The whole talk about subsidies is pure smoke screen. US automakers have received a lot more subsidies than their Chinese counterparts. The top chinese firm receiving government subsidies, CATL, got ~$500M USD last year. BYD is said to have received $3.5 billion in total in its lifetime. In the meantime, the US government offered $12B just last year for automakers to start making more EVs, and Ford is reported to have received a total of $33B in loans, bailouts and tax rebates.
In any case, if you could put down $3.5B and get a BYD out, everyone would be doing it, reality is a bit more complex than that.
BYD Wuxi workers went on strike in 2021 because BYD was trying to restructure to eliminate overtime, which would effectively drop the workers wage to under $400 USD a month.
They're great.

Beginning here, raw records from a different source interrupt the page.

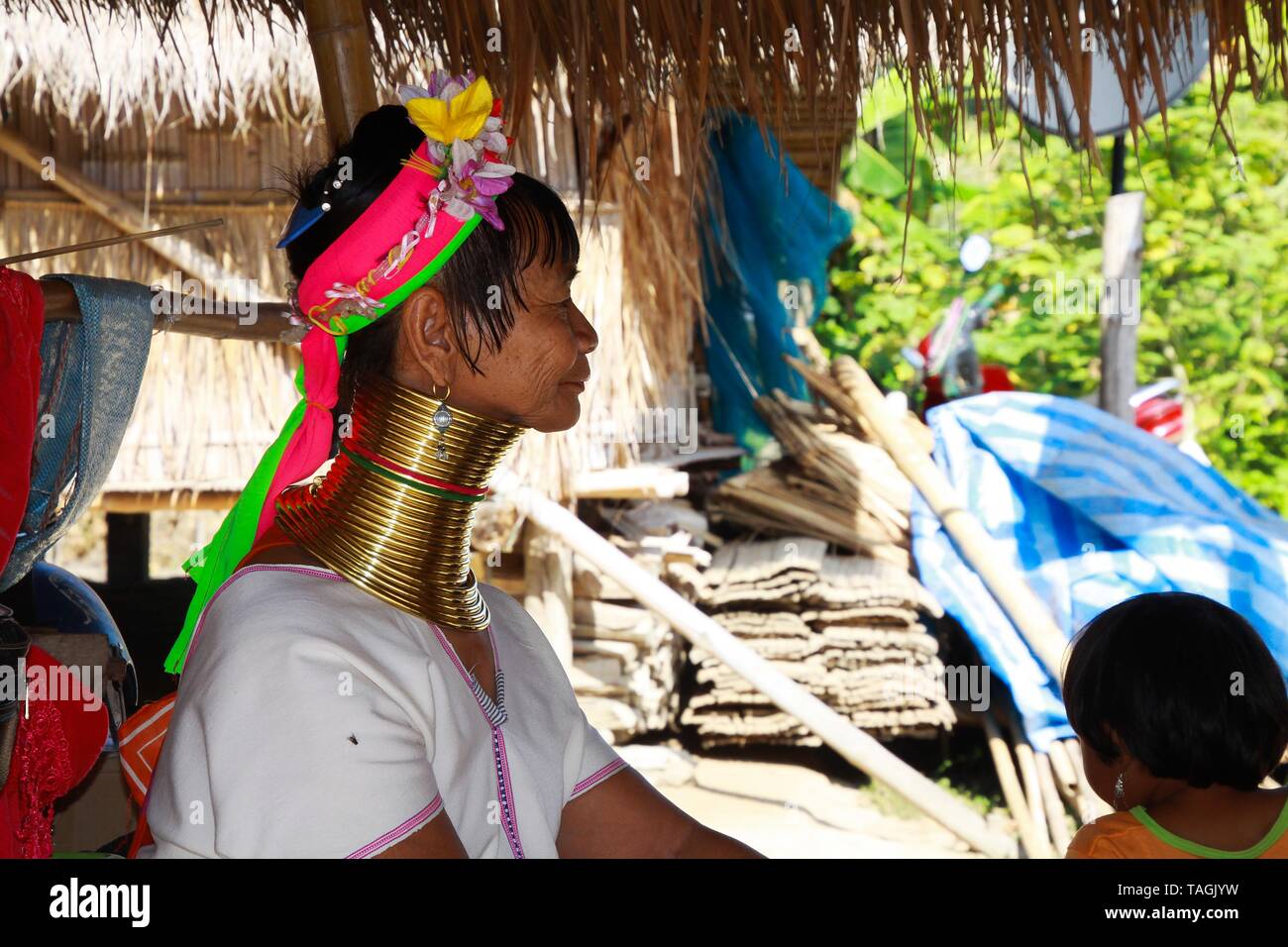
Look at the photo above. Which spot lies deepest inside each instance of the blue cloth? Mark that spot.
(89, 377)
(1090, 510)
(761, 228)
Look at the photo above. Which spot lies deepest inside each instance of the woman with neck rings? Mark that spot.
(348, 688)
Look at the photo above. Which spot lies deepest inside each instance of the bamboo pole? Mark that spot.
(978, 548)
(548, 589)
(1065, 780)
(1060, 836)
(1012, 789)
(837, 732)
(1031, 787)
(342, 52)
(271, 321)
(112, 241)
(121, 214)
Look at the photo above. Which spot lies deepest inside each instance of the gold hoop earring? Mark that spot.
(442, 420)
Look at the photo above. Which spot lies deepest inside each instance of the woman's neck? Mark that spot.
(394, 512)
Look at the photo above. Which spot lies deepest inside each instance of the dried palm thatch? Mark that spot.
(226, 403)
(608, 60)
(831, 483)
(207, 408)
(845, 628)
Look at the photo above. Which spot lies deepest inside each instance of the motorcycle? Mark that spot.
(948, 365)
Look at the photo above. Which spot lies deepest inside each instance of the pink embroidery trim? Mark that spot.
(404, 828)
(597, 776)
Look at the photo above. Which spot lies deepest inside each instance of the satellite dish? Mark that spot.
(975, 253)
(1108, 110)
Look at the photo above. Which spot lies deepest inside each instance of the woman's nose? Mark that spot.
(587, 334)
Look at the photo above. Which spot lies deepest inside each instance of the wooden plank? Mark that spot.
(861, 749)
(342, 52)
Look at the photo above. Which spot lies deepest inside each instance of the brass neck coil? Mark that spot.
(385, 515)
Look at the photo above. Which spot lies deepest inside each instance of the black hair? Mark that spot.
(1188, 686)
(537, 228)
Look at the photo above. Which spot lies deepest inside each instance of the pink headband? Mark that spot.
(385, 254)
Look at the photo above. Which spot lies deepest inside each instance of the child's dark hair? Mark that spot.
(537, 228)
(1186, 685)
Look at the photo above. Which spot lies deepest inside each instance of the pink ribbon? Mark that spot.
(310, 445)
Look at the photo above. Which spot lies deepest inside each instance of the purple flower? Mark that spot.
(476, 184)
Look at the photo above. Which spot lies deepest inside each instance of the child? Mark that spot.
(1181, 711)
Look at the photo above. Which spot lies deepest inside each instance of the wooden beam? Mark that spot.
(271, 320)
(861, 749)
(342, 52)
(121, 214)
(1030, 615)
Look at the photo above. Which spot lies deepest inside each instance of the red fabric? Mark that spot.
(58, 744)
(22, 321)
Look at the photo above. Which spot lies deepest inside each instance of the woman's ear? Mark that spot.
(426, 343)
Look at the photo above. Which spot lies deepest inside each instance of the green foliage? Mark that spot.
(1214, 286)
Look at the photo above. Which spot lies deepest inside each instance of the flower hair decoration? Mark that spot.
(442, 192)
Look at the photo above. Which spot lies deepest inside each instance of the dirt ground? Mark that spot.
(789, 809)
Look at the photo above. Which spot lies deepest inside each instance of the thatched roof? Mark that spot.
(608, 59)
(209, 408)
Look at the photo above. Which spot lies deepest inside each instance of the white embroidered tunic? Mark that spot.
(316, 720)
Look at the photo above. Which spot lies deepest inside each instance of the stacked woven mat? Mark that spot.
(846, 628)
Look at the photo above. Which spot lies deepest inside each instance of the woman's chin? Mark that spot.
(563, 411)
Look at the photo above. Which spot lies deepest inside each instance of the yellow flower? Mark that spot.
(462, 118)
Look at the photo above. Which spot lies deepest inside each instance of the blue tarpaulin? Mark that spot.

I have rotated the tires twice on the Bolt and I'm getting some different wipers for the windshield because my wife doesn't like the noise the factory ones make. Oh, and I got floor mats for both cars.
I have Car Play in the Bolt and GM's own system in the Equinox (Android for Autos or something like that, not the standard Android Auto) and they're both fine.
I use SuperCruise whenever I can. That's only on freeways with the Bolt and a lot more other places with the Equinox. I was backseat in an Uber Saturday and it was neat watching the Tesla Model 3's AutoPilot system. Very cool. On the other hand, GM was reporting no accidents with their cars, which include ICE vehicles, too. https://gmauthority.com/blog/2024/02/gm-super-cruise-users-t...
OT but, there were clear exceptions to this even back in the bad ol' days. It was common knowledge in the 70s that for certain engines (such as Chevy small blocks), if you cared for the engine (mainly: regular oil changes) you could get 200K+ out of it. The rest of the car was too low-tech to decay, except of course for road salt vs body work.
So, while I'd bet against Twitter (if I such a thing were possible), I wouldn't bet against Tesla being a good fit for the US market.
European sales may well collapse, and he may be very confused about this, but I'd still expect his approach to do well in the USA.
China currently has multiple times higher costs than countries like Vietnam. Cheap labour is not a major factor anymore.
Car makers make a lot of money based on our egos to one up-our neighbors. Car salesmen are trained to create a competitive atmosphere at the dealership by exposing our vanity and it works!
Hasn't that been true for every US presidential election?
As an independent, it's especially discouraging. I don't see many level-headed voters or politicians anymore, and a lot of the basic governmental services and protections seem to be collapsing while we focus on culture wars. We can't even work together as a country to discuss something as boring yet important as energy policy. Who knew battery-powered cars could be so divisive. Everything is weaponized now.
https://finance.sina.cn/2024-05-19/detail-inavuhsp2237661.d....
There seem to be wildly different numbers reported online, but from a more thorough search it looks like the national median is indeed around ~$1400, while the 3k-4k range I mentioned is specifically for the Shangai area.